CRDTs and Coordination Avoidance: Coordination Boundaries and Convergence Goals

LESSON

001 30 min intermediate

CRDTs and Coordination Avoidance: Coordination Boundaries and Convergence Goals

Core Insight

CartService lets a customer add items from a phone on a train, remove one from a laptop at home, and keep browsing while one region is temporarily disconnected. The product team wants the cart to stay responsive everywhere. The database team wants replicas to converge without asking a global leader to approve every edit. Those goals are compatible for some facts and dangerous for others.

The core idea behind CRDTs is not "conflicts do not matter." The idea is that some state can be designed so concurrent updates have a deterministic merge result. If every replica applies compatible updates and later exchanges enough information, they can converge on the same value without coordinating each write at the moment it happens.

The boundary is the hard part. Adding an item to a wishlist is often safe to merge. Selling the last unit of inventory to exactly one buyer is not the same problem.

In this track, an invariant is a promise that must stay true. "A cart eventually contains all added items" is a different promise from "inventory never goes below zero." Coordination avoidance works when the promise can tolerate concurrent local decisions and still converge to a valid result. When the promise requires one globally exclusive answer, the system needs coordination somewhere.

The main trade-off is latency and availability versus invariant strength. Avoiding coordination gives faster local writes and better partition tolerance, but only for operations whose conflicts can be merged without violating the business rule.

What Coordination Avoidance Means

Coordination is the waiting step before a write is accepted. A replica asks some other authority, such as a leader, quorum, lock service, or transaction system, "is this operation allowed to commit now?"

A quorum write, a leader round trip, a distributed lock, and a serializable transaction can all be coordination mechanisms.

Coordination avoidance means moving some decisions out of that synchronous agreement path. A local replica can accept an operation, store enough causal or merge metadata, and later reconcile with other replicas.

coordinated write:
  client -> replica A -> leader/quorum -> commit -> response

coordination-avoiding write:
  client -> replica A -> local durable update -> response
                      later: exchange state or operations with B and C

Avoiding coordination does not remove distributed reasoning. It changes the question.
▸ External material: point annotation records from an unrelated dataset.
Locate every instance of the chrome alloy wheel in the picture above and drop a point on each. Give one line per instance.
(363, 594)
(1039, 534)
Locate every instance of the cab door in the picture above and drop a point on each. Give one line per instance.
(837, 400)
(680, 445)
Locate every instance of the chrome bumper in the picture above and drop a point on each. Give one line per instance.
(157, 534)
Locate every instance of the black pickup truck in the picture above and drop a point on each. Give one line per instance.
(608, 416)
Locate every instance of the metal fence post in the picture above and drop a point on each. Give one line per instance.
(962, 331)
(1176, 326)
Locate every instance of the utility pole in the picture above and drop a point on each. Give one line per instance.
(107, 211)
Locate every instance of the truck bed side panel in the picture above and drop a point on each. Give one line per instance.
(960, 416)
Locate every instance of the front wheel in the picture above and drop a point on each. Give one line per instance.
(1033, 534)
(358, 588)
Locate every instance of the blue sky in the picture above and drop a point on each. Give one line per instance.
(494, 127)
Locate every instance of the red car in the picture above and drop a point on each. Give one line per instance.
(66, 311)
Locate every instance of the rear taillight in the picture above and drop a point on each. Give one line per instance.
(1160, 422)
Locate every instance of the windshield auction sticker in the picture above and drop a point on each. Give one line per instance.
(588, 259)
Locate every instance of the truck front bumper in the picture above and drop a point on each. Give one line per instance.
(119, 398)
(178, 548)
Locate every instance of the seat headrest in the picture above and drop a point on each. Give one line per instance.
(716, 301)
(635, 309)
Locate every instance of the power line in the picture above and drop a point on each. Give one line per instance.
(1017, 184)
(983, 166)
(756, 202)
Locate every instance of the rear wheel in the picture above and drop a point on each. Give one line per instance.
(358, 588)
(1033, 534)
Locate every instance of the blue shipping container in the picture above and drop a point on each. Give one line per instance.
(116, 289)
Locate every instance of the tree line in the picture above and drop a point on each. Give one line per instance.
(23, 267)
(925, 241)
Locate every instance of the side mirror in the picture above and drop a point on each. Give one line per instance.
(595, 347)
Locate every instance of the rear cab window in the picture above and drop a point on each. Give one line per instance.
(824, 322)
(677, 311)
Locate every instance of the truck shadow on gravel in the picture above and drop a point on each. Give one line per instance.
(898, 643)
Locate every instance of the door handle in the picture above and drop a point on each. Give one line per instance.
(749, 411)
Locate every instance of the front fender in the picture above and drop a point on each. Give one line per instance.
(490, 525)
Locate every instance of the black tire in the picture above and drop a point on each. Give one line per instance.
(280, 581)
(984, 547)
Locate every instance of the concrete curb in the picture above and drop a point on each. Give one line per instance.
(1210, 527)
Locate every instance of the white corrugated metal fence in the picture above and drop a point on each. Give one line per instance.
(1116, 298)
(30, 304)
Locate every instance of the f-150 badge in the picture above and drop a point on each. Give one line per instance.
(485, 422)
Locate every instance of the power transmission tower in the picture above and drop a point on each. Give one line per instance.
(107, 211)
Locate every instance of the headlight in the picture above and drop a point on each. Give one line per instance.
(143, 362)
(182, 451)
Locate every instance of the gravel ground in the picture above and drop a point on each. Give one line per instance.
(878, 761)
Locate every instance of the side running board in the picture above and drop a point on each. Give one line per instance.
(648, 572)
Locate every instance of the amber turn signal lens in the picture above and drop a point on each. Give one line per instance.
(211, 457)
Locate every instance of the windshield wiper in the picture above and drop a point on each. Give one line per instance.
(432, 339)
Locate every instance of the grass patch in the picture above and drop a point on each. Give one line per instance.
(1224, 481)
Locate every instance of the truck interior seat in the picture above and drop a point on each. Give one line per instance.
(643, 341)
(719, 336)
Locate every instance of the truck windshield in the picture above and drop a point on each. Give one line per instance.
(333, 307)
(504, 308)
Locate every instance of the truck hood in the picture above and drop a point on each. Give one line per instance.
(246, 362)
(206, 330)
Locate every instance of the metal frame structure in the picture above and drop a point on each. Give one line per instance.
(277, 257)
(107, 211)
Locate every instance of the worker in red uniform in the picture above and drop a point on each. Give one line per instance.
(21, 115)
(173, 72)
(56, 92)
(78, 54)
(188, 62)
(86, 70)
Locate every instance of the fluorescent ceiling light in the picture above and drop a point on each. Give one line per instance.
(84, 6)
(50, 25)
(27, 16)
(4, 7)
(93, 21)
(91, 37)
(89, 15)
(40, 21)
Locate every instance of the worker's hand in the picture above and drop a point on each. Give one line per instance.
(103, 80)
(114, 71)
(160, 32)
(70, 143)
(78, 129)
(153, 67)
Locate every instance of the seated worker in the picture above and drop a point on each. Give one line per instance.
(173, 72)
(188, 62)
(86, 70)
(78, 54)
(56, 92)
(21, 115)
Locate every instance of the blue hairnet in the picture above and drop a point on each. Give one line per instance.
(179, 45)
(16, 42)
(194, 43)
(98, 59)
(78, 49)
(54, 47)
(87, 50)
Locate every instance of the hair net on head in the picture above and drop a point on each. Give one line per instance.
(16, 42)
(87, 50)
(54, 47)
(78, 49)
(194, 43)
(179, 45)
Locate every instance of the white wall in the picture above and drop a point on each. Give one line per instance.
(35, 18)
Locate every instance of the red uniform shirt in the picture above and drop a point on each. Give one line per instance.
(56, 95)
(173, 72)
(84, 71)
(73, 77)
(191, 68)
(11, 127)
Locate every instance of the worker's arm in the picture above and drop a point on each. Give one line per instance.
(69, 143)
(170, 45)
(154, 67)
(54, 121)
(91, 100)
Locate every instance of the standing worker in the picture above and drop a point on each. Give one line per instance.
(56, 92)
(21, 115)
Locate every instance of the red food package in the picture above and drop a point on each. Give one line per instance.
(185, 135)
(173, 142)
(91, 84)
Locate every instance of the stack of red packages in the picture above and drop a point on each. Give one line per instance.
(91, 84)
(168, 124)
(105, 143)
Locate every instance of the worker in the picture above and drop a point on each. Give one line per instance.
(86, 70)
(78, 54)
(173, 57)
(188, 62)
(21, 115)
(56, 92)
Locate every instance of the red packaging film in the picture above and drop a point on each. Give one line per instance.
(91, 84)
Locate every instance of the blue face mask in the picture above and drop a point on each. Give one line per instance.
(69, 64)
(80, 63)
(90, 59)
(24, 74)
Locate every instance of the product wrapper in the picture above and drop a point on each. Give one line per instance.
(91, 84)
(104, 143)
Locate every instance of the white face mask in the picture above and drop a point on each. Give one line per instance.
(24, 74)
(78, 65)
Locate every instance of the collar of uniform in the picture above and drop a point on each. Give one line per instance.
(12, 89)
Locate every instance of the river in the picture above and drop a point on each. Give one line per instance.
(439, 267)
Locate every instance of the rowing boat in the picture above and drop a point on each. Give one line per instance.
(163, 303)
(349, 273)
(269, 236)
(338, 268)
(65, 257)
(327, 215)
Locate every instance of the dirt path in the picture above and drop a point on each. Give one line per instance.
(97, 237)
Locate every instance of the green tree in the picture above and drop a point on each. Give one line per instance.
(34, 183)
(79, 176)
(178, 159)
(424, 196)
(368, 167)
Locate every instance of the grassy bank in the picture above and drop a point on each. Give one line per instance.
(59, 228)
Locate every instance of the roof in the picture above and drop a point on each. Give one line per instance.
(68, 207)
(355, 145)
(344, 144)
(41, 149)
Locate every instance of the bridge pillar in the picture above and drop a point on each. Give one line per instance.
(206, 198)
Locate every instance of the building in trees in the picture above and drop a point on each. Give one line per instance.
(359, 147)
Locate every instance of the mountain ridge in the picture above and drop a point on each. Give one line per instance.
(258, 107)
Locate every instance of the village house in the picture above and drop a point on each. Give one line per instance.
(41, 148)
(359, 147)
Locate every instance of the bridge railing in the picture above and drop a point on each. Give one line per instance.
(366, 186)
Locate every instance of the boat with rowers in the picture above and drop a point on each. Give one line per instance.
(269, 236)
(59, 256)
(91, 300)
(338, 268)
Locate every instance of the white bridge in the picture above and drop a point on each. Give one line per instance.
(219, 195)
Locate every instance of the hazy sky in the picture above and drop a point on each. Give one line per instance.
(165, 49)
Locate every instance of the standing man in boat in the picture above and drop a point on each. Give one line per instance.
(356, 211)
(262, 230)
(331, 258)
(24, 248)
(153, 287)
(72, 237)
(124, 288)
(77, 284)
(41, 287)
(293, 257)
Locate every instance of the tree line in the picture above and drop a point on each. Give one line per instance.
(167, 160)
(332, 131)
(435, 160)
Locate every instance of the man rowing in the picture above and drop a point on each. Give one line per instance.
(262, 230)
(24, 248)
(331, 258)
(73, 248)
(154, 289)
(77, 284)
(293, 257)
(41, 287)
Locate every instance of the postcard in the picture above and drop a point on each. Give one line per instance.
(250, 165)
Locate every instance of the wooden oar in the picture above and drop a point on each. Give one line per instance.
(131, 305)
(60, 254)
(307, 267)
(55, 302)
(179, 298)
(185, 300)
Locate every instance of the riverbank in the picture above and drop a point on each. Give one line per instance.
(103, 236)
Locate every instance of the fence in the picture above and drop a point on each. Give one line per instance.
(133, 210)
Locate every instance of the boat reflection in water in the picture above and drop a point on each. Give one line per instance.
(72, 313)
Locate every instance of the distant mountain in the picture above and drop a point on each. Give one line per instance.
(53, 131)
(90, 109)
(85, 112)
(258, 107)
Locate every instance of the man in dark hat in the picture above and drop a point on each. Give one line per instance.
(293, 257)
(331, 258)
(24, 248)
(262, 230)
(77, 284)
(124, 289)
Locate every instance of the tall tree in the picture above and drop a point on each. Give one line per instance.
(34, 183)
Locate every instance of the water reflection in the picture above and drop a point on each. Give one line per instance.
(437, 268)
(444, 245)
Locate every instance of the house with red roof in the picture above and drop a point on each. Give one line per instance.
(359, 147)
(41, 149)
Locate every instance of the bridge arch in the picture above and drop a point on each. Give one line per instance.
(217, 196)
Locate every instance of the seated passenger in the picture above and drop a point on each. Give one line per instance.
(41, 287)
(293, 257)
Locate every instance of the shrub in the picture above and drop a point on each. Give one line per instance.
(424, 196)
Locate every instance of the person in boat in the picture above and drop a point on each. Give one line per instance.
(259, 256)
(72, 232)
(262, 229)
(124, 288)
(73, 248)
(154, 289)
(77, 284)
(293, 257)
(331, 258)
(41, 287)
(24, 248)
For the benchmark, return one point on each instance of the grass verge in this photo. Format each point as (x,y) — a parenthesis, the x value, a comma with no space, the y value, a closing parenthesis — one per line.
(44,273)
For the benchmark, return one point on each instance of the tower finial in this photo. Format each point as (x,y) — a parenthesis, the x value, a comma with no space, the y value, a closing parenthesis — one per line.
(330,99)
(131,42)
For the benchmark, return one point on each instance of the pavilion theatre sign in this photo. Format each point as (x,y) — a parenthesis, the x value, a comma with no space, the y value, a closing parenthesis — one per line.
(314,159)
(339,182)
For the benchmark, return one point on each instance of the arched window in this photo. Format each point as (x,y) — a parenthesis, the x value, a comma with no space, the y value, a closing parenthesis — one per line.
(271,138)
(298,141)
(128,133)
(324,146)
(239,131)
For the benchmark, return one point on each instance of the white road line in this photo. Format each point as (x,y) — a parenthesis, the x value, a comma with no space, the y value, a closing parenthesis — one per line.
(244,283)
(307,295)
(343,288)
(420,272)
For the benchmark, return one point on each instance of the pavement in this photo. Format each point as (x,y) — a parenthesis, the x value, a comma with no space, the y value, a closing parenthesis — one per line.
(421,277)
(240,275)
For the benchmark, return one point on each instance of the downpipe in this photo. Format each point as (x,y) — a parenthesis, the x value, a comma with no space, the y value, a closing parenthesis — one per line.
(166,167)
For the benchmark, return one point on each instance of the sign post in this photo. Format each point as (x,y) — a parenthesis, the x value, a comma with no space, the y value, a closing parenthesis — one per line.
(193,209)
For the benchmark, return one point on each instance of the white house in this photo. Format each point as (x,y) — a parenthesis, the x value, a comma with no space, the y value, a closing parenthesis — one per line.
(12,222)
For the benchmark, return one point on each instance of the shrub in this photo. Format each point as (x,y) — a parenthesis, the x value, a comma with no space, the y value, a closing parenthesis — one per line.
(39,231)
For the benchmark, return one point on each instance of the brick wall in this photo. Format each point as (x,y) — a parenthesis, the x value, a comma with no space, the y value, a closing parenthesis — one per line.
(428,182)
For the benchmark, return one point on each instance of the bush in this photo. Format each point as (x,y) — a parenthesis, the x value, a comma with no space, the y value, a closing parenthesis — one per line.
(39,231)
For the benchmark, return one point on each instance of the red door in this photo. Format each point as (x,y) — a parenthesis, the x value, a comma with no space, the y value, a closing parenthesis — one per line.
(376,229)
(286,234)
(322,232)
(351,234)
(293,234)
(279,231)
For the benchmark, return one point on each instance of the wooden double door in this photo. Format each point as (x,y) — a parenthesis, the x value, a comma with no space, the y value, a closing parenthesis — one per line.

Instead of asking "who decides first?", the system asks "if two replicas make valid local decisions at the same time, can those decisions be merged later without breaking the promise?"

For CartService, the answer depends on the fact being modeled:

adding a note to a collaborative document can often be merged
incrementing a like counter can usually be merged
adding an item to a wishlist can usually be merged
reserving the last seat on a flight usually needs coordination or preallocated rights
enforcing one username per account usually needs coordination or a partitioned allocation scheme

This is why CRDT design starts with the application promise, not with a data structure catalog.

Convergence Goals

A CRDT should make a clear convergence promise:

If replicas receive the same set of updates, possibly in different orders,
and communication eventually resumes, they converge to equivalent state.

That promise has several parts.

First, replicas may see updates in different orders. The merge logic cannot depend on one universal arrival order unless that order is itself coordinated.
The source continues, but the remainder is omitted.